I used to believe that distance could fix everything.

During my last year of university, fresh out of a complicated relationship and having just quit competitive athletics due to health issues, I thought an Erasmus year abroad was the perfect escape. A new city, new people, a fresh start. What I didn’t realize? What I really needed wasn’t to be alone—but to be surrounded by the right people.

I’ve always been a perfectionist. I like proving to myself that I can handle anything. So I told myself I’d be fine. Moving to a foreign country, living with strangers, speaking a new language—it would be hard, but I’d make it work. That’s what I did, right? I excelled.

But very quickly, the cracks started showing. I had chosen the wrong apartment, my roommates and I didn’t click, I struggled to connect with classmates because of the language barrier, and I often found myself eating alone in silence.

The loneliness settled in. And when everything felt out of control, I turned to the one thing I could control: food.

Living alone meant no one questioned what I ate—or didn’t eat. So I started eating less. Then even less. Until most meals were just skipped entirely. I remember going for a run at 2 PM, under the scorching sun, after 24 hours of fasting, just to prove I could push through.

Even after coming home from Erasmus, the obsessive behaviors lingered. Until one day, a close friend casually asked me:

"Have you ever thought about asking for help?"

It was such a simple question. But it was like a door cracked open inside me, letting in a sliver of light.

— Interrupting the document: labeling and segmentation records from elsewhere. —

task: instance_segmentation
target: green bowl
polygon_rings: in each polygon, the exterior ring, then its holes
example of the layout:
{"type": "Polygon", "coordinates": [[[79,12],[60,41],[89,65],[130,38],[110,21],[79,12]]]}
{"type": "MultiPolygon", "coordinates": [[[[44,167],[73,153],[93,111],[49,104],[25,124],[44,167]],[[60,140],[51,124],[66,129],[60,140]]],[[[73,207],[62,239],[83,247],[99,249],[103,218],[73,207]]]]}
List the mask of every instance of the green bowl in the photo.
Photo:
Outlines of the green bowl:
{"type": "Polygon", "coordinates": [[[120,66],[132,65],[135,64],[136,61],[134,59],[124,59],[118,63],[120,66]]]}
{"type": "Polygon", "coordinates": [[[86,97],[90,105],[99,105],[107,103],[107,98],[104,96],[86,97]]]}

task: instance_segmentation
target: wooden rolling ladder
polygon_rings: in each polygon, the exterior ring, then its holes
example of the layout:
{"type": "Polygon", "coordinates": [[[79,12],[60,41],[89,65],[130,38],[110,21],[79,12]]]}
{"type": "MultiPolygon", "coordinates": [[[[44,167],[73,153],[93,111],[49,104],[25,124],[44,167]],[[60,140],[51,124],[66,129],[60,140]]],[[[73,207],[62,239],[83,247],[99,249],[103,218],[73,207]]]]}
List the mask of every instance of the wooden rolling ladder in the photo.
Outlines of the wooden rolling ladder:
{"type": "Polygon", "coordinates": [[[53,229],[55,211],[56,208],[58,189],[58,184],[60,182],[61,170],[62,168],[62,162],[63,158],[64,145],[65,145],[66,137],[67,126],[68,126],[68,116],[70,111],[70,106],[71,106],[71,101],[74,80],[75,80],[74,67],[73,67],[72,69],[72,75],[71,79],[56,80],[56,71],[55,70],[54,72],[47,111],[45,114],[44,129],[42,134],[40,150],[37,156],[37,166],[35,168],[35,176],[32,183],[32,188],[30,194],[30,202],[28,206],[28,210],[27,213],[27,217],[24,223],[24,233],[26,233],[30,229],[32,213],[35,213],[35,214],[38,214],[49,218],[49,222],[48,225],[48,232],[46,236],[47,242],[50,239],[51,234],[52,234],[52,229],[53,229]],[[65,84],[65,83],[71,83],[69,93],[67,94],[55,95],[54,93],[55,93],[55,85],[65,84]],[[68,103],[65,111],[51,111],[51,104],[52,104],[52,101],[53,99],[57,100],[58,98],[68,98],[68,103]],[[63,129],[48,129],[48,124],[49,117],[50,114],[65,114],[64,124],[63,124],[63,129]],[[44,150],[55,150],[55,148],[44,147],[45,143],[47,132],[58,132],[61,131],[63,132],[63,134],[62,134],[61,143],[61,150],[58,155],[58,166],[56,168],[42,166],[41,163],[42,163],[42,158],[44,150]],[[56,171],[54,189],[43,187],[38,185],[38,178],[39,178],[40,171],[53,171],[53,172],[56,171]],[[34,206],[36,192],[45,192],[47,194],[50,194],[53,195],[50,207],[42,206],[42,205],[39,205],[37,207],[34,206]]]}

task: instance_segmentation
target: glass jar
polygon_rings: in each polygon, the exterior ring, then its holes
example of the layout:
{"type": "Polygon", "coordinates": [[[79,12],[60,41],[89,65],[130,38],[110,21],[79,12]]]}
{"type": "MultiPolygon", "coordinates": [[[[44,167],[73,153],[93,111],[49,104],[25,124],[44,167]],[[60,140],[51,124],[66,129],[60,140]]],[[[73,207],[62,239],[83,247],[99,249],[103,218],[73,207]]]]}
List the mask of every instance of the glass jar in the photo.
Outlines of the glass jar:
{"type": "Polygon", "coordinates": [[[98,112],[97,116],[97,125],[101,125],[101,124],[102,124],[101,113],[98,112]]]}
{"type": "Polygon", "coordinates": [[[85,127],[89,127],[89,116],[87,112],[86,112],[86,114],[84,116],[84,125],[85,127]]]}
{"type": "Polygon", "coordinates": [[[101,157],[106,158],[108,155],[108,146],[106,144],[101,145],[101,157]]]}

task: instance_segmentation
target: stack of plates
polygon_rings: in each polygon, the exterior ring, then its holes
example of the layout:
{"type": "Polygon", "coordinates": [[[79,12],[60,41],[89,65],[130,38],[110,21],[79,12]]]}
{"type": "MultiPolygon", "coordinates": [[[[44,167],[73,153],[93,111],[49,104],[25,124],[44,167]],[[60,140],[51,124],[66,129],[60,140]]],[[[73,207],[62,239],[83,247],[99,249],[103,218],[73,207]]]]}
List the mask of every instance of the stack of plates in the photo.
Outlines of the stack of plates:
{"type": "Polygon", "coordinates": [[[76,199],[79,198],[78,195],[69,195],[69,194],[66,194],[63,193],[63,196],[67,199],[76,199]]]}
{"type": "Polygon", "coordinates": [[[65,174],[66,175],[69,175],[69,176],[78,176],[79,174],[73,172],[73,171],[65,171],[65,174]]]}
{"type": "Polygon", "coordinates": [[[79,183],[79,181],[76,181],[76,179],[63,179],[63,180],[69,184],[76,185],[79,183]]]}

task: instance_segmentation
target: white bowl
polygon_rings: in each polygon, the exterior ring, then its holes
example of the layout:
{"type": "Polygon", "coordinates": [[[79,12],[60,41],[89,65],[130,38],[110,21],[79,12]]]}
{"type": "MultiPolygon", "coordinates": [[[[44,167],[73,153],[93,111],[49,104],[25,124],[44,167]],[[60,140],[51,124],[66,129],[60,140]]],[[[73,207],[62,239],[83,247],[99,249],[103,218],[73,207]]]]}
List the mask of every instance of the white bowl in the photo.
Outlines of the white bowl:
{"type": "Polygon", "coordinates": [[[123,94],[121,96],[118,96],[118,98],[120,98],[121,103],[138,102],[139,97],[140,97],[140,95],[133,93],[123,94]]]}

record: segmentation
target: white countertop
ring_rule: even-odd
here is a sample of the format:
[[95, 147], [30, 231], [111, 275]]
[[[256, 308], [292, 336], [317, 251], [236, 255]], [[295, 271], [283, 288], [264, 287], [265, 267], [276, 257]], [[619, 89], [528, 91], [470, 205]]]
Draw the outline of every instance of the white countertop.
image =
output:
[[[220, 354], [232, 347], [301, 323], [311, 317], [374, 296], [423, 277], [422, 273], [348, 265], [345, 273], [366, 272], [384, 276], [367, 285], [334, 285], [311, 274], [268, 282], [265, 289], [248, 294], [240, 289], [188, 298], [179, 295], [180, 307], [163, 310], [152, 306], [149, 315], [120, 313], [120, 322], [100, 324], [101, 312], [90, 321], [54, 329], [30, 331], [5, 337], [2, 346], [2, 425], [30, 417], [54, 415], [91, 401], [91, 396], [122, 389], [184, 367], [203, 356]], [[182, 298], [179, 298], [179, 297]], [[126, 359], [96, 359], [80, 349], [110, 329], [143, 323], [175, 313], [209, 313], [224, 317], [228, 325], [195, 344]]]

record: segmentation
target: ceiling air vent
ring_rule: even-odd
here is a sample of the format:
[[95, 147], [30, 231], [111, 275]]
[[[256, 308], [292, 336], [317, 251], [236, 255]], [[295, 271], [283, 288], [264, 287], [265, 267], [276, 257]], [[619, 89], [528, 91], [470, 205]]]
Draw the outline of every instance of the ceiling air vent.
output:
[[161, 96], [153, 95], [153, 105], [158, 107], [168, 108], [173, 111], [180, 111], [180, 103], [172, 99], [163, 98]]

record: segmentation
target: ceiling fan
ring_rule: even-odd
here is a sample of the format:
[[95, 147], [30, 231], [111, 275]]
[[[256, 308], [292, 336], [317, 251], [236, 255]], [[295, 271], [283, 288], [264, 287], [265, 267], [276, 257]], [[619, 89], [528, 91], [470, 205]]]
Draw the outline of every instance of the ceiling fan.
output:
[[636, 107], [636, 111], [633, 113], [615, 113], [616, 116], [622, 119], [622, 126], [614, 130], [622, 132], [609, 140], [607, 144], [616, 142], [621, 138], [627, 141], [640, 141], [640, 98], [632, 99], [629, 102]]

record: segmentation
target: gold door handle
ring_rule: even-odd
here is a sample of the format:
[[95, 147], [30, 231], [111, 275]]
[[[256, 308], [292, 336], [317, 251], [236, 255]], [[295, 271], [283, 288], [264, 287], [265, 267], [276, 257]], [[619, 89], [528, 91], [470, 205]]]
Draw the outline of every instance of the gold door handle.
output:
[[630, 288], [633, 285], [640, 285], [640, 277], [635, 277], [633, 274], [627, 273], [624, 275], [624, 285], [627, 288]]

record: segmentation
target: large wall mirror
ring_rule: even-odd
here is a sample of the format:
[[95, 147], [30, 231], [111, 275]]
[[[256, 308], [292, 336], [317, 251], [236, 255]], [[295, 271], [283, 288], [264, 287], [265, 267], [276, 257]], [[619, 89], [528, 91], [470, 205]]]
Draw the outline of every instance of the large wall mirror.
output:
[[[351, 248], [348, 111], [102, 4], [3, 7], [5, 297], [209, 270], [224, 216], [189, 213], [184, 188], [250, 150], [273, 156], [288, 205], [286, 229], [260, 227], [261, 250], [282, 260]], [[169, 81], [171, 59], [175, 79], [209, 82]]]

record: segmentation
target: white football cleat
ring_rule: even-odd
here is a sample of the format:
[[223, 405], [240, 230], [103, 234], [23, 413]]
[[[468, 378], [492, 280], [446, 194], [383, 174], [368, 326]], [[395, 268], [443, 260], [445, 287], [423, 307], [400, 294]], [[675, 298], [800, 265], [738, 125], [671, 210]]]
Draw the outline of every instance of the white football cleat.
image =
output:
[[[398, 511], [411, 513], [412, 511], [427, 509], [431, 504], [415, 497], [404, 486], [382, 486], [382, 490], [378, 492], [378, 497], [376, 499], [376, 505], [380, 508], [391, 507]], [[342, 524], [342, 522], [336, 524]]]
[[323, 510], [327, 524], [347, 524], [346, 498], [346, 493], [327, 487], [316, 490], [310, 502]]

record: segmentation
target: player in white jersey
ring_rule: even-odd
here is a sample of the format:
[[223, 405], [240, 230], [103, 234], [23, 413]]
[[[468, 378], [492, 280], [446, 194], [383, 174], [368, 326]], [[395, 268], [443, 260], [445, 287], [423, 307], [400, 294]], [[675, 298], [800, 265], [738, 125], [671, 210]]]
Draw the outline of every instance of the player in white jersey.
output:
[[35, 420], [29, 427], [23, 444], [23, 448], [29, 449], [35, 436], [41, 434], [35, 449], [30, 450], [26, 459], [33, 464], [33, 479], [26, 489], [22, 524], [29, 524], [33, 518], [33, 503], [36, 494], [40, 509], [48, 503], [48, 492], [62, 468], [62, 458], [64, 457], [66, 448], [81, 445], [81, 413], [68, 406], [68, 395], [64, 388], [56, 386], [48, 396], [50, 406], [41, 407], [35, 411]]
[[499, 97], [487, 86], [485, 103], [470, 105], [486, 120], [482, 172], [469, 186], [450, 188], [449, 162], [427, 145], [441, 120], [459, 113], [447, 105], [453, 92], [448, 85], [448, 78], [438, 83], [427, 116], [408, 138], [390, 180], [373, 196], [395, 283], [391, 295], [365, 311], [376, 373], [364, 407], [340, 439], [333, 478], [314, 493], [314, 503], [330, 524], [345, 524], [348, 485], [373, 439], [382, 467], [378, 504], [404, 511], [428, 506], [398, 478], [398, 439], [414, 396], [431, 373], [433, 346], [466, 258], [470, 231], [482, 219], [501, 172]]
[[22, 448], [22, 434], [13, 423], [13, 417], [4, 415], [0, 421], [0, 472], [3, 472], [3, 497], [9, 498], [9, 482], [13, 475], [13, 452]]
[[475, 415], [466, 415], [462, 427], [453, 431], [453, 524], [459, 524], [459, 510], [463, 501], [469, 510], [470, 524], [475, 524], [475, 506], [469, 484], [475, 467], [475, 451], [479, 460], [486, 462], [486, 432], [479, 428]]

For the first time, I realized I didn’t have to fight my battles alone. I started therapy, and I learned that what I was dealing with wasn’t just about food—it was obsessive-compulsive tendencies manifesting in a way I hadn’t even recognized.

And that’s the thing—sometimes, we don’t see what we’re struggling with until someone gently holds up a mirror.

So if you’re reading this and something resonates… ask for help. Open up. Talk to someone who can hold space for the parts of you you’ve been trying to silence. You don’t have to carry it all alone.

We’re human. It’s okay not to be okay. And it’s more than okay to let someone in.